A Justiça do Paraná condenou o médico ortopedista Lucas Saldanha Ortiz a dez anos de prisão em regime fechado por cobrar e receber dinheiro de pacientes atendidos pelo Sistema Único de Saúde (SUS). A sentença acolhe denúncia do Ministério Público do Paraná e reconhece a prática do crime de corrupção passiva.

Segundo o processo, o médico foi condenado por 11 episódios ocorridos entre 2015 e 2017, período em que atuava em unidades hospitalares do município de Toledo, no Oeste do Estado. Além da pena de reclusão, a decisão impõe o pagamento de 250 dias-multa, sendo cada dia equivalente a meio salário mínimo vigente à época dos fatos.

De acordo com as investigações conduzidas pela 4ª Promotoria de Justiça de Toledo, Lucas Saldanha solicitava valores que variavam entre R$ 50 e R$ 200 diretamente aos pacientes ou a seus familiares durante consultas ou procedimentos cirúrgicos.

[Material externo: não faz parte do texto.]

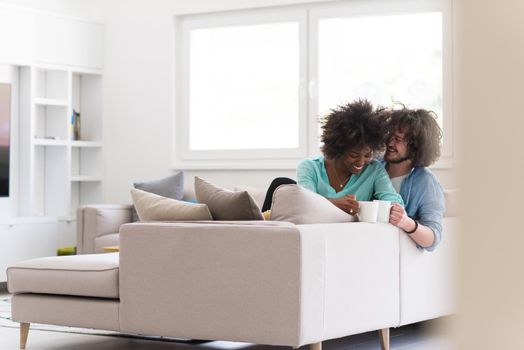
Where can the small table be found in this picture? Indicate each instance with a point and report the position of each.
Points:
(111, 249)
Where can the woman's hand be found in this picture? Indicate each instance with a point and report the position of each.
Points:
(400, 218)
(348, 203)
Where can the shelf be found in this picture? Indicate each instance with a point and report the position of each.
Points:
(51, 102)
(49, 142)
(81, 143)
(86, 178)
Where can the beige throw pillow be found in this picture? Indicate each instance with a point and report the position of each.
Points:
(225, 204)
(152, 207)
(295, 204)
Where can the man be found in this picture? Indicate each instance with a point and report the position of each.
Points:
(413, 144)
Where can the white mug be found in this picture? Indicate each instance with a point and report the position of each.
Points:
(367, 211)
(384, 207)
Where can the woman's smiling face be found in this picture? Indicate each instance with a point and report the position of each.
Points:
(357, 158)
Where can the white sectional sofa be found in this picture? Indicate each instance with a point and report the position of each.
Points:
(262, 282)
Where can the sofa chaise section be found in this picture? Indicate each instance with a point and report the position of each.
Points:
(260, 282)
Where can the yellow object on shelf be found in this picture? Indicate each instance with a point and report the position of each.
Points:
(111, 249)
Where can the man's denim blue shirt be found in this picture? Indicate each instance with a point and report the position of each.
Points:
(424, 201)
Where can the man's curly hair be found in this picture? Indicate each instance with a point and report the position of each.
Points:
(354, 124)
(421, 132)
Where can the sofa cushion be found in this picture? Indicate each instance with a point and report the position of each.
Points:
(225, 204)
(90, 275)
(170, 187)
(258, 194)
(298, 205)
(151, 207)
(109, 240)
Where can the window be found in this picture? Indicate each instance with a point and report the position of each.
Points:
(251, 85)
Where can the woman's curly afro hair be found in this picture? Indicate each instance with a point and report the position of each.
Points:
(356, 124)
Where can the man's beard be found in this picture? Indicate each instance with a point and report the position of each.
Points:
(399, 160)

As cirurgias, conforme apontou o Ministério Público, eram realizadas exclusivamente pelo SUS.

Ainda segundo a acusação, o médico justificava as cobranças afirmando que os valores seriam destinados ao pagamento de anestesistas ou outros serviços que, segundo ele, não teriam cobertura pelo sistema público. A Promotoria sustenta, no entanto, que as exigências eram indevidas e ilegais.

O Ministério Público destacou que muitos pacientes não tinham condições financeiras de arcar com os valores cobrados e chegaram a contrair dívidas para conseguir realizar os procedimentos médicos.

Defesa contestou acusações

Nos autos do processo, Lucas Saldanha negou ter se beneficiado pessoalmente dos valores recebidos. O médico afirmou que cobrava uma taxa fixa, geralmente de R$ 50, destinada exclusivamente ao pagamento de instrumentadores cirúrgicos, profissionais que, segundo ele, não eram disponibilizados pelo hospital.

O réu alegou que a falta de estrutura hospitalar o obrigava a contratar instrumentadores terceirizados para conseguir realizar cirurgias, inclusive em procedimentos de maior complexidade, como os de joelho e quadril. Disse ainda que nunca deixou de atender pacientes em situações de urgência ou emergência por falta de pagamento.

Lucas Saldanha também afirmou que recebia valores baixos por procedimentos via SUS e que chegou a ingressar com ação judicial contra o Hospital Bom Jesus para cobrar pagamentos atrasados de Autorizações de Internação Hospitalar (AIH).

Apesar dos argumentos apresentados, a Justiça entendeu que houve cobrança indevida de pacientes do SUS, caracterizando corrupção passiva. Até a publicação desta matéria, a defesa não havia se manifestado. O espaço permanece aberto para posicionamento.